Although Boyd described the work as "items that are required by the city" the most expensive improvements were state or federal requirements.
"That stormwater requirement is a federal program that we're required to enforce under phase 2 of the stormwater requirement of the Clean Water Act," said City Manager John Connet. "We've got no choice but to enforce it. Cities over 10,000 have to enforce that."
The stormwater requirement (71 percent of the charges Boyd described) is expensive because it forces a developer to ensure that changes to land, in this case several acres of asphalt for a car dealership, does not result in more stormwater runoff than would have happened without it. The contractor installed an underground treatment structure that filters the runoff and catches sediment. Boyd said it cost $347,000.
Erosion control is a state requirement that the county enforces. Building permits costing $20,350 are collected by the county inspections department based on state building code, Connet said.
The City Council waived the impact fee. The city charges a tap fee for all water and sewer hookups that the city manager said covers the cost. Boyd had to pay that.

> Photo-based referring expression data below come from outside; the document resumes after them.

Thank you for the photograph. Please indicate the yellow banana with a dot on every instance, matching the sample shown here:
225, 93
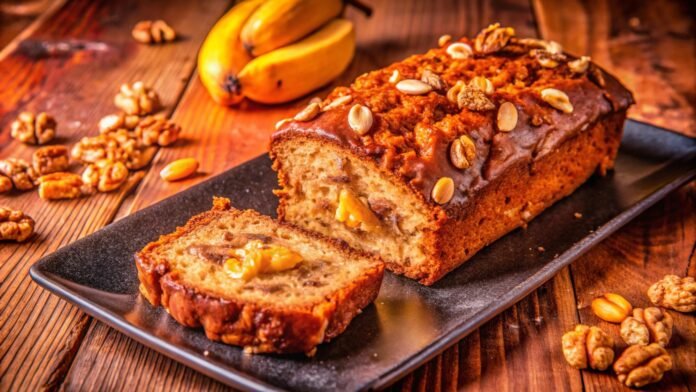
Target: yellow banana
222, 54
280, 22
294, 70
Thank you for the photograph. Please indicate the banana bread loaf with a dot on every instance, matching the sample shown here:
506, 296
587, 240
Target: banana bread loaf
251, 282
430, 159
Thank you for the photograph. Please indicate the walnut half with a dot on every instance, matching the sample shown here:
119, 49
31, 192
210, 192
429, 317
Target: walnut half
50, 159
675, 293
62, 185
647, 325
14, 225
18, 170
641, 365
105, 175
588, 347
34, 129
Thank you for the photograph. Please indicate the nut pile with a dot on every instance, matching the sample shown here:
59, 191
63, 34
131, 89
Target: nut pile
126, 142
481, 92
646, 331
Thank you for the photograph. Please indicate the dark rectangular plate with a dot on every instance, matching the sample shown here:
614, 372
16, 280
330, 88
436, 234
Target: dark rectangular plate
409, 323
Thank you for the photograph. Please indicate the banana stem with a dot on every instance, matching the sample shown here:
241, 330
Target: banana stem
362, 7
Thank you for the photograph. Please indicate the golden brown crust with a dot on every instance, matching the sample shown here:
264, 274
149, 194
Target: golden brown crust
258, 328
514, 172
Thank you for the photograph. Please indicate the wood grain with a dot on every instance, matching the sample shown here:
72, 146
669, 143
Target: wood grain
39, 334
44, 342
649, 45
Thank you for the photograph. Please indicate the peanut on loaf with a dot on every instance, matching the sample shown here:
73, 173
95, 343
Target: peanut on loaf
449, 150
251, 282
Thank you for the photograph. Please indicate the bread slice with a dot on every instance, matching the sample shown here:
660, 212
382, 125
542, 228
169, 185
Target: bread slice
283, 312
436, 173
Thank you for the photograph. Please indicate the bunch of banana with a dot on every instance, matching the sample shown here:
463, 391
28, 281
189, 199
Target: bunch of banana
274, 51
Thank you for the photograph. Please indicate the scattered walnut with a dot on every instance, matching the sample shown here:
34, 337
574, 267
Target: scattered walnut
588, 346
149, 32
62, 185
5, 183
22, 175
50, 159
474, 99
105, 175
647, 325
15, 225
641, 365
493, 38
118, 146
114, 122
547, 59
137, 99
157, 130
674, 292
34, 129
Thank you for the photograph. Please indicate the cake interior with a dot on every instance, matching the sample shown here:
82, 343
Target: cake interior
197, 260
314, 174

The sidewalk cost, $30,000, and landscaping cost of $37,000 are city requirements, he acknowledged.
"The majority of the cost he's upset about has been outside of our control," Connet said. "He didn't pay us for the permit; he paid the county for the permit."

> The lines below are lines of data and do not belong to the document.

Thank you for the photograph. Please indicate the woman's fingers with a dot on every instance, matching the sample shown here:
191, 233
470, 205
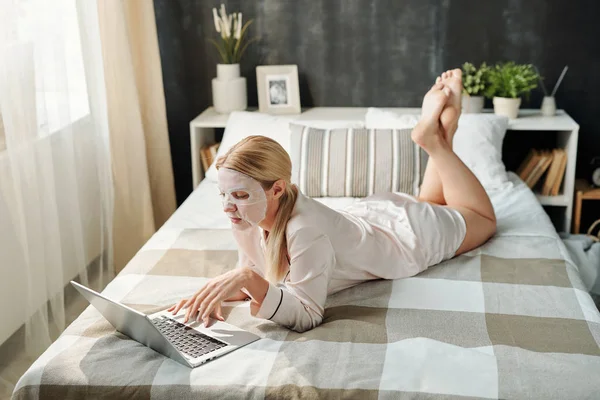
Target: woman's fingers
208, 305
219, 312
175, 308
192, 309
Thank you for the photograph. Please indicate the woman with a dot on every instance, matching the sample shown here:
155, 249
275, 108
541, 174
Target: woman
294, 251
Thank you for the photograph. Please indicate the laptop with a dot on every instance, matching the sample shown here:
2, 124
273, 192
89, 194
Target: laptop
190, 344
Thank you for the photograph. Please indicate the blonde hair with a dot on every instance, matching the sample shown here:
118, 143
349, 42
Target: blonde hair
266, 161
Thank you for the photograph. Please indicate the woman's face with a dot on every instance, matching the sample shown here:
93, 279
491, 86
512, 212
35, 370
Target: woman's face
244, 199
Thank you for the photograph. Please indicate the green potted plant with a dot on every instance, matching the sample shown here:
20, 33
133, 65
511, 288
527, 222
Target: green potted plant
229, 88
508, 82
475, 82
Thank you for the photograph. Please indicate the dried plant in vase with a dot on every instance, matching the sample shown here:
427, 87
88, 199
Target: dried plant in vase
475, 82
229, 88
508, 82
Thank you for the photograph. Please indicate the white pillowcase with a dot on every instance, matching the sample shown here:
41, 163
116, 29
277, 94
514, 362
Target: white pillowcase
382, 119
242, 124
478, 141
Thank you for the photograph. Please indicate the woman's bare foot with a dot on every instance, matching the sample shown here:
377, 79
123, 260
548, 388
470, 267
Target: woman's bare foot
452, 80
427, 133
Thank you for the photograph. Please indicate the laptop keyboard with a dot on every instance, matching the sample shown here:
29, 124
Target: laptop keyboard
187, 340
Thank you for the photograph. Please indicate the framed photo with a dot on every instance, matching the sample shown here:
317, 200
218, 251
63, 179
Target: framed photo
278, 90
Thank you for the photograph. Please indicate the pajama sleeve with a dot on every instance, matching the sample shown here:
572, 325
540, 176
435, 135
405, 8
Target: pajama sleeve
299, 304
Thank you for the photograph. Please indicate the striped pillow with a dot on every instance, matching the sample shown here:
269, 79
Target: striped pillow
354, 162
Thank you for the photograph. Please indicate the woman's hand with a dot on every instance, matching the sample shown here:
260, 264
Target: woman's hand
207, 301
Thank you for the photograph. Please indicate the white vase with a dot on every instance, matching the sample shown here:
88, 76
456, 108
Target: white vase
548, 106
507, 106
472, 104
229, 89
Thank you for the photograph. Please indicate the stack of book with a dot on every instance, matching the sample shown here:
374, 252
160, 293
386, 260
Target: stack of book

The system development charges became a flashpoint in the city election campaign after a developer disclosed that the city had quoted the fee for a proposed carwash at $280,000, and successful candidate said the city has charged him $25,000 to move his water service across the street.

Thirty-nine percent of water systems and 48 percent of sewer systems across the state charge a system development fee, a consultant told the City Council. The council voted to restructure the fees, slashing the commercial rate by 80 percent and tripling the one-time impact fee for new residential hookups.